A former energy consultant at McKinsey & Company who joined Enron in 1990, Mr. Skilling built its energy-trading operations into the company's most profitable unit, accounting for nearly $1.7 billion -- or 85 percent -- of operating income last year. He became president and chief operating officer in 1997, and in February of this year became chief executive.
On a conference call, Mr. Skilling said he could not "stress enough that this has nothing to do with Enron." He added that "the reasons for leaving the business are personal, but I'd just as soon keep that private."
Mr. Skilling, who is divorced, has joint custody of three teenage children -- a daughter, 17, and two sons, 14 and 11 -- with his ex-wife. Mr. Skilling, who will leave the board but will serve as a consultant to the company, will not receive any severance package because his departure is voluntary, Mr. Lay said.
Since May 2000, Mr. Skilling has sold at least 450,000 Enron shares worth at least $33 million, according to Securities and Exchange Commission filings. He still owns about 1.1 million shares, the filings show.
"Absolutely no accounting issue," Mr. Lay told analysts, "no trading issue, no reserve issue, no previously unknown problem issues" are behind the departure. There will be "no change in the performance or outlook of the company going forward," he added.
He also said the company was on track to meet analysts' earnings expectations, which are about $1.80 a share this year and $2.15 next year.

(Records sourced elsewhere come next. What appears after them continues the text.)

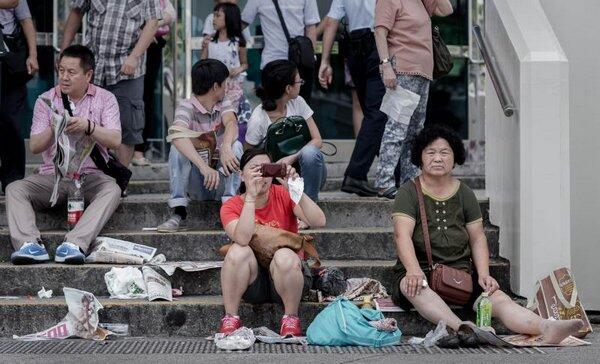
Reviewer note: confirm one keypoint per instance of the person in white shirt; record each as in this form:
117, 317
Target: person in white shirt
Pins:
301, 18
280, 97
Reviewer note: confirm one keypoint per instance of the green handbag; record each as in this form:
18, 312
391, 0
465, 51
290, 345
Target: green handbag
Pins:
286, 136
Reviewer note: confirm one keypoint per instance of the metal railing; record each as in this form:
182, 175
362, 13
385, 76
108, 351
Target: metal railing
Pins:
505, 102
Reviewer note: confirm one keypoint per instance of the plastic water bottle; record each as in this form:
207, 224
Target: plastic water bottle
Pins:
484, 311
75, 203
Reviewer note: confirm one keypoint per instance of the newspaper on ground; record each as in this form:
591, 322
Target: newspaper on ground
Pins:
115, 251
81, 320
241, 339
43, 293
125, 283
399, 104
187, 266
269, 336
157, 286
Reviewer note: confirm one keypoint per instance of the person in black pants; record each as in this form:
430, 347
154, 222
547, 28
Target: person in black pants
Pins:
15, 70
363, 62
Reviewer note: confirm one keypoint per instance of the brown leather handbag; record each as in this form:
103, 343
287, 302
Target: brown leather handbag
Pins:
451, 284
267, 240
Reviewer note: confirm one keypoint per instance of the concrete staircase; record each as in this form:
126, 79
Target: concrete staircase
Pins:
358, 239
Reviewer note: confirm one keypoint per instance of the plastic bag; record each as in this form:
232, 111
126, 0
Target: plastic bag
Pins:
241, 339
125, 283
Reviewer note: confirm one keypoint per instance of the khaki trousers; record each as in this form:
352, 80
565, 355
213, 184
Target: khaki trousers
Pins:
101, 194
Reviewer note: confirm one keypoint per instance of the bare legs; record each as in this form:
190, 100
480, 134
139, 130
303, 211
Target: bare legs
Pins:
240, 269
516, 318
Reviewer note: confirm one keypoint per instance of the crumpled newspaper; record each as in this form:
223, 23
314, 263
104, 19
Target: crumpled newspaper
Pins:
70, 150
296, 189
241, 339
81, 320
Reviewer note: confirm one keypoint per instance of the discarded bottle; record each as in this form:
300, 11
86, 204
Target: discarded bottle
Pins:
484, 311
75, 203
367, 302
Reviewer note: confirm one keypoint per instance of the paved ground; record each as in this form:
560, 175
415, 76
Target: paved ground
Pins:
588, 354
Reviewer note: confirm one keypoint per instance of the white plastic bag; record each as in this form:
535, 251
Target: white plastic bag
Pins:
125, 283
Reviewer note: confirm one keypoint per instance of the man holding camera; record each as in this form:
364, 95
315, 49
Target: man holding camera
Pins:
96, 116
205, 152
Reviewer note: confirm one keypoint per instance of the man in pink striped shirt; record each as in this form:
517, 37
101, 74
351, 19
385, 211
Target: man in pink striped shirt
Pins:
95, 118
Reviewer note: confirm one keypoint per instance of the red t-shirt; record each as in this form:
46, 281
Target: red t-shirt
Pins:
277, 213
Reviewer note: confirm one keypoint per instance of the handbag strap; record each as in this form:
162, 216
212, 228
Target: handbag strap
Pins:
283, 25
424, 225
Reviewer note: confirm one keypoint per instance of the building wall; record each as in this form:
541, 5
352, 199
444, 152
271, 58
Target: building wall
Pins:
576, 25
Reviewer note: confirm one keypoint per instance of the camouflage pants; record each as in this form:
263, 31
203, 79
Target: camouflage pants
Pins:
395, 145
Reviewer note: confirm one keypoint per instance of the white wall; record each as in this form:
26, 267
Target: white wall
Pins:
527, 155
577, 27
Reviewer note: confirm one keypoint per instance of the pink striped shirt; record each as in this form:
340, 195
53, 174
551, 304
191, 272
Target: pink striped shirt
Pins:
98, 105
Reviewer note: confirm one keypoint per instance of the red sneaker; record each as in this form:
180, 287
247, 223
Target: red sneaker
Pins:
290, 325
229, 324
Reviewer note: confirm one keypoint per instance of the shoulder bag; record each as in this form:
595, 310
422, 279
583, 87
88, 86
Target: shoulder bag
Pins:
300, 48
112, 167
451, 284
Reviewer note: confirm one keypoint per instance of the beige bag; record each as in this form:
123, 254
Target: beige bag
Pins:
556, 296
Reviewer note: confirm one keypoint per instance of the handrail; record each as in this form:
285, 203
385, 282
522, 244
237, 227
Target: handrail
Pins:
505, 102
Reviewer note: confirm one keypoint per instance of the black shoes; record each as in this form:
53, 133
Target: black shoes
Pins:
361, 188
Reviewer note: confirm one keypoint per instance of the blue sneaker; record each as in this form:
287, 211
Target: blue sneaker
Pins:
69, 253
30, 252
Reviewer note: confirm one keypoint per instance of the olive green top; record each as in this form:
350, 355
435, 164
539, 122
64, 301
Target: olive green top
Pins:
447, 220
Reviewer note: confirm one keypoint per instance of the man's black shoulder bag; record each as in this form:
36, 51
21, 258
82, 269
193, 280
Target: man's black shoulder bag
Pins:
300, 48
113, 167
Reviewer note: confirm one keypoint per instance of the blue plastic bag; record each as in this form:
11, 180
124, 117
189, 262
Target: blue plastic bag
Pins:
342, 324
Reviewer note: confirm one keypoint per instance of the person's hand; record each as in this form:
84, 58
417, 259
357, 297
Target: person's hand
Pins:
229, 162
388, 75
77, 125
129, 65
253, 183
488, 283
413, 282
32, 65
211, 177
325, 75
290, 174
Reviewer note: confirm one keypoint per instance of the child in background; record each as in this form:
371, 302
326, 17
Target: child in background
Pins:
228, 45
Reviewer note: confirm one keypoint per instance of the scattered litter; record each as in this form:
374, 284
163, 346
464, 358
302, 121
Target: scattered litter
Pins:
268, 336
42, 293
241, 339
116, 329
296, 189
125, 283
157, 286
387, 324
169, 267
432, 336
81, 320
110, 250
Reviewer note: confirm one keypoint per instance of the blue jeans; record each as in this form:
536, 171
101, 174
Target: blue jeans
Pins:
186, 181
312, 169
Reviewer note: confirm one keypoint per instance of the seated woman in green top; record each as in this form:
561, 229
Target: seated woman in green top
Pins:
457, 239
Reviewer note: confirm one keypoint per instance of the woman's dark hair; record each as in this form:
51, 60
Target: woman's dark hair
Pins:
233, 22
275, 77
85, 55
246, 157
429, 135
207, 72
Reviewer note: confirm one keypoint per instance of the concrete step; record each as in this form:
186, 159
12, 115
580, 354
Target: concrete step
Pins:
28, 279
336, 244
137, 211
197, 316
140, 187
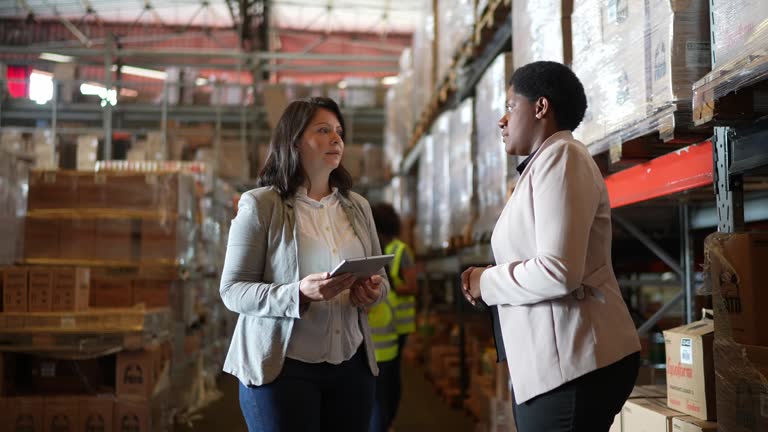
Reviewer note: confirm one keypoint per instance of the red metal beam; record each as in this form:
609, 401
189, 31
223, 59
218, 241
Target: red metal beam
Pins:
681, 170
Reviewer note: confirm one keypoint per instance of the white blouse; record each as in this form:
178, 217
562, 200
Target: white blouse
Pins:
329, 330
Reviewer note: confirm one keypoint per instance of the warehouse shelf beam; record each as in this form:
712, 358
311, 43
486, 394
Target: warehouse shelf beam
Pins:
681, 170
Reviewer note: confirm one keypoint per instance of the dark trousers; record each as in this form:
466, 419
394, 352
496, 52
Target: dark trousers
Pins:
586, 404
385, 385
312, 397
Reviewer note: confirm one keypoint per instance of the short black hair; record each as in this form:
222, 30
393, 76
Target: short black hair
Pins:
556, 82
283, 169
386, 219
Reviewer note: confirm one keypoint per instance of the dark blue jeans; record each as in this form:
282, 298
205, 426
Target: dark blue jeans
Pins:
309, 397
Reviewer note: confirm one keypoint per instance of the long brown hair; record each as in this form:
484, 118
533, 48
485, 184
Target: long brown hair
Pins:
283, 168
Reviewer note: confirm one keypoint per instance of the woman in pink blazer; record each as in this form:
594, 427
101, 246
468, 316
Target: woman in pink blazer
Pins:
570, 344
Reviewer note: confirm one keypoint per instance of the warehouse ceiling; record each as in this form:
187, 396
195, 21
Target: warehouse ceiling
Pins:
371, 16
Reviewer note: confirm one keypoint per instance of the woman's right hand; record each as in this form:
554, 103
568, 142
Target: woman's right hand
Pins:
321, 287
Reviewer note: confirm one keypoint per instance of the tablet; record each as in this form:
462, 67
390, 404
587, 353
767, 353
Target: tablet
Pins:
362, 267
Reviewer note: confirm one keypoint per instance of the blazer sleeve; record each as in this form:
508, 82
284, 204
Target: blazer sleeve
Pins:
242, 287
365, 207
565, 201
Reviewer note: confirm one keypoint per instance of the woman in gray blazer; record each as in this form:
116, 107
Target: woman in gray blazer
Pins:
302, 347
571, 347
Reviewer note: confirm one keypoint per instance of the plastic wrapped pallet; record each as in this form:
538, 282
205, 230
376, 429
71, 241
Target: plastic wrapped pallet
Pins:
441, 219
425, 204
741, 370
542, 30
455, 25
494, 166
739, 29
679, 51
461, 195
423, 51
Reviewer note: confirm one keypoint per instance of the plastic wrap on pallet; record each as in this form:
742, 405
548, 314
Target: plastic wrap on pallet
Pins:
423, 43
14, 181
542, 31
739, 30
461, 167
741, 370
455, 25
441, 134
425, 203
494, 166
637, 64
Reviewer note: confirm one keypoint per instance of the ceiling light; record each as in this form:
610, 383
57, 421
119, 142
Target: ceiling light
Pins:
390, 80
57, 58
146, 73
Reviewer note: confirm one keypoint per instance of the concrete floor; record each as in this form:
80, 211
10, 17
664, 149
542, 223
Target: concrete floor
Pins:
421, 410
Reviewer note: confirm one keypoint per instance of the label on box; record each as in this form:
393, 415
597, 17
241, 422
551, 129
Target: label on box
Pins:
686, 351
698, 54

On the call, Mr. Skilling said that "in general there have been a lot of issues" that have buffeted the company this year, but he said that he believed Enron had already surmounted most of them. "Now is the time" to step down, he said, "because I think we've got a lot of these things behind us."
Nonetheless, the move jolted analysts, who, despite the stock's recent slide and the company's other problems, saw Mr. Skilling as the unquestioned leader to follow Mr. Lay.
In after-hours trading, shares of Enron fell about 8 percent, to $39.55. That fall follows a plunge of almost 50 percent since January in the stock, which had closed in regular trading at $42.93, up 78 cents. The news of the executive changes came after the market closed.
"I'm surprised and I'm stunned," said Philip K. Verleger, an energy economist with the Brattle Group, a consulting firm in Cambridge, Mass. "Skilling was the guy who executed the growth in the trading business."
Investors have become increasingly concerned that a surge in new power plant construction will lead to a glut of electricity within a few years and lower the value of Enron's role as a middleman between plant owners and electricity users. In addition, the company's efforts to enter the water business have fared poorly, and its broadband trading operation has become a cash drain.
Mr. Skilling's promotion early this year came after several crucial Enron executives resigned. These included Rebecca Mark, who at one time was considered a rival for the top job.
Ms. Mark became chief executive of the Azurix Corporation in 1999 after Enron spun off the company, its global water business. But its financial performance was disappointing, and Ms. Mark left the company last year. Enron later agreed to buy back Azurix stock for less than half what public shareholders had paid.